Years later, the camera would inherit Paint’s role as a place to make marks, and I’d internalise the role of the dialogue box when operating its shutter.
006—007
008—009
I take in the morning air from the rooftop. To my left, a line of dragon statuettes faces the ocean. To my right, beyond the park and the basketball courts, the Island Line runs parallel to Victoria Harbour; the trains on this small section of track enjoy their brief sojourn aboveground before descending into tunnels for the rest of their passage west.

The toy camera emits its ersatz shutter sound. What appears on its tiny screen is not what I saw. The harbour has disappeared. The MTR becomes a diagonal smudge, and buildings compress to Tetris blocks.

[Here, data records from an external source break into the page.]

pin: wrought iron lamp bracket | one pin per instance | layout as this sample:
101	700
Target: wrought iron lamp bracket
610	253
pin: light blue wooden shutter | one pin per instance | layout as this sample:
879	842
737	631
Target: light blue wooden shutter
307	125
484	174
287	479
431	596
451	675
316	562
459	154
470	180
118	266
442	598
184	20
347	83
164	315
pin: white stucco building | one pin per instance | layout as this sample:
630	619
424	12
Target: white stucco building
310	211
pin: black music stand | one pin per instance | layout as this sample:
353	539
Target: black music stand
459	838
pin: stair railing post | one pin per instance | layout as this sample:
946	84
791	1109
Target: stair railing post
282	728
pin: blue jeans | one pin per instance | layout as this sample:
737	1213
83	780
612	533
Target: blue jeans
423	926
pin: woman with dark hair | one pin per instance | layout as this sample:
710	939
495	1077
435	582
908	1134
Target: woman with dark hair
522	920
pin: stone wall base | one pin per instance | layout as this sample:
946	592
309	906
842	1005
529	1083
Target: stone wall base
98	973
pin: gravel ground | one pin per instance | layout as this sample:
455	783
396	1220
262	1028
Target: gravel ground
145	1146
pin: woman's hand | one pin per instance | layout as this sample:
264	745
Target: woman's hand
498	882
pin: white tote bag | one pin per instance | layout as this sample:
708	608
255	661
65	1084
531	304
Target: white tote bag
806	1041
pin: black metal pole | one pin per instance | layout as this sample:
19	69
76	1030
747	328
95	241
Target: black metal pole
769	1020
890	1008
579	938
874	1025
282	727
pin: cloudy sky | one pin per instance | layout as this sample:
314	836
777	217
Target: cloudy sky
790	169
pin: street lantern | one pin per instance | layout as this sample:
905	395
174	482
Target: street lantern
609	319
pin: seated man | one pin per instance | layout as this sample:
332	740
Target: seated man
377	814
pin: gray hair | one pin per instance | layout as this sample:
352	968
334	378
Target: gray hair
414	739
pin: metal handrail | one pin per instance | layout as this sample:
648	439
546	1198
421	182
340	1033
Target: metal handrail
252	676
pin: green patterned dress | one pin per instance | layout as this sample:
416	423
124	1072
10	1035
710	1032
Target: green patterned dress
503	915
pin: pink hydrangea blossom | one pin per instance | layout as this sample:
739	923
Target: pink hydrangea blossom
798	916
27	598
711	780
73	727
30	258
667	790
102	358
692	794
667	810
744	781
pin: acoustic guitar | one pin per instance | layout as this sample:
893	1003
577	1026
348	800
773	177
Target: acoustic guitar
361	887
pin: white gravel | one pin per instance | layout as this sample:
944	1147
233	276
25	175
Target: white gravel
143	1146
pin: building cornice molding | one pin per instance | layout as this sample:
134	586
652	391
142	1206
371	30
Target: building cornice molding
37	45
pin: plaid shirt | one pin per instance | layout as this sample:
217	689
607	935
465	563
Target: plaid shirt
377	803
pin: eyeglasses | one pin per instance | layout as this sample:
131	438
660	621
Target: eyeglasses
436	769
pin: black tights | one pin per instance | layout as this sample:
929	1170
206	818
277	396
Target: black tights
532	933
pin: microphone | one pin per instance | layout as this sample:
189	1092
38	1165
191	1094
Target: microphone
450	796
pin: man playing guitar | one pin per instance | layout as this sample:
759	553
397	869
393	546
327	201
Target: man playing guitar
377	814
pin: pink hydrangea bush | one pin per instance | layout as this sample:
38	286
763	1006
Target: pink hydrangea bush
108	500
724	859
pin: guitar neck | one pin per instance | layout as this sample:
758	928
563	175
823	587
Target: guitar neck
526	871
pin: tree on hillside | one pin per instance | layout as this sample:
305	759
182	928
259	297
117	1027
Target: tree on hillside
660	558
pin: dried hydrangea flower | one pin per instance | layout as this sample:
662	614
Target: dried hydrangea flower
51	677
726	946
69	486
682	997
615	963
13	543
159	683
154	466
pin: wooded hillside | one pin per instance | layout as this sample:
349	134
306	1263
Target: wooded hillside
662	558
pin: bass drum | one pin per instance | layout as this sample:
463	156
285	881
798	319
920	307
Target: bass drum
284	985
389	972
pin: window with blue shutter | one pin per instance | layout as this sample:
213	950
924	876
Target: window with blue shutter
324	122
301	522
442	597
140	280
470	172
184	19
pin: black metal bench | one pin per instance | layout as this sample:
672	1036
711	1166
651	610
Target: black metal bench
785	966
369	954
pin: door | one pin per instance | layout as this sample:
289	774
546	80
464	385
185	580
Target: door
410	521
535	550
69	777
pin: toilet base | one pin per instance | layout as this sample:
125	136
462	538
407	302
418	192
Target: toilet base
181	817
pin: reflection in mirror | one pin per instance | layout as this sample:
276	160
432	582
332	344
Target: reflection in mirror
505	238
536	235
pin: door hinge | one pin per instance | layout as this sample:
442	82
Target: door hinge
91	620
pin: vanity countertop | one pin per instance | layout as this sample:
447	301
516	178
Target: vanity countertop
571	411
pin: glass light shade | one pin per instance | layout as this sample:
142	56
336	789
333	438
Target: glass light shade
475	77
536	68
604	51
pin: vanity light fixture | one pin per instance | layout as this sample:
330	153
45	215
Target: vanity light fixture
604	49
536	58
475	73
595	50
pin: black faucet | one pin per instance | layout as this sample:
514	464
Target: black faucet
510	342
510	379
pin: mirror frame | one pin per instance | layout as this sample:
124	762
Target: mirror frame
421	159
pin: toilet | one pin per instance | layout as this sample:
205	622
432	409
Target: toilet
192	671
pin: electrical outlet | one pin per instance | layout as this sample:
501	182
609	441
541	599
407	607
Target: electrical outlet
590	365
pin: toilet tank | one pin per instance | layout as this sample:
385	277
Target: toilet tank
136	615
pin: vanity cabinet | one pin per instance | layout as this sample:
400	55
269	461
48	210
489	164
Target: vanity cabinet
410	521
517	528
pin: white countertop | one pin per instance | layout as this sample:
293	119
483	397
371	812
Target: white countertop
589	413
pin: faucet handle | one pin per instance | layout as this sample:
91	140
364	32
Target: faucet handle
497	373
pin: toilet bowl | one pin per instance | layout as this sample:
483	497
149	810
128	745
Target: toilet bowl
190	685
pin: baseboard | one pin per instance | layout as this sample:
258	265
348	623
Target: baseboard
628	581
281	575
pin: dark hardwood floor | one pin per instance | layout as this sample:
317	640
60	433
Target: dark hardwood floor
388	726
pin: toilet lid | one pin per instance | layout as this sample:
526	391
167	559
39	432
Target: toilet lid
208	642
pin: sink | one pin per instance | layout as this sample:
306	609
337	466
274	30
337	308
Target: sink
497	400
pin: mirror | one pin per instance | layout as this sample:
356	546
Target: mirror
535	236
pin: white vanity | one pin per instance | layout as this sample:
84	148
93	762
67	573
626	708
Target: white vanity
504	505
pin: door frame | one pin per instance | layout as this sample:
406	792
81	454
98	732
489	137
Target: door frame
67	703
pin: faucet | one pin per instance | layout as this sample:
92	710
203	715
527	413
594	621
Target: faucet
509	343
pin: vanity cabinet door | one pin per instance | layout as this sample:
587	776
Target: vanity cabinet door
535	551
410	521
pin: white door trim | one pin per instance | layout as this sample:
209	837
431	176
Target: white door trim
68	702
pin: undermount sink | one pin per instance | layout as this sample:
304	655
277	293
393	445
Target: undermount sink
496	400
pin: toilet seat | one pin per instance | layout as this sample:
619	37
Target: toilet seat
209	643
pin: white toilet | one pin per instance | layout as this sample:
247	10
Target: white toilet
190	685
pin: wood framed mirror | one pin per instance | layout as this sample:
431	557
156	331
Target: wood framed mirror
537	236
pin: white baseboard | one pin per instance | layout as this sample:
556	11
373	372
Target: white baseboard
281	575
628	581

I head for the stairwell. The door closes behind me, its latch echoing in the surrounding dimness.
010
The humidity and heat of summer have lifted, and in their absence, I notice the scent of burnt coffee. Trucks reverse behind me. Today, the cargo bay is replete with activity.

The toy camera is in my hand. My own subtraction machine. It takes this singed atmosphere, reducing what lands on its sensor to a basic chiaroscuro of zeros and ones.

It only thinks in simple terms.

A high-definition photograph claims to own what it sees. It attempts to freeze time. These images, however, are born poor: the toy camera simplifies from the start. Through its impoverishment, it seeks clarification.
011—012
The old MS Paint PC didn’t make it to my teenage years. It was the family’s machine, but the family was fractured without Mum. By the time I was finishing school, the rest of us had retreated into the folding shadows of laptops. The camera is also a lonely machine.
013
Each afternoon around 4 pm, I go up to the rooftop. The dragon statuettes regard Lohas Park across the bay. The camera cuts them from time’s flow. The shutter falls, and the noise—the static in my head, the grain in the frame—goes still.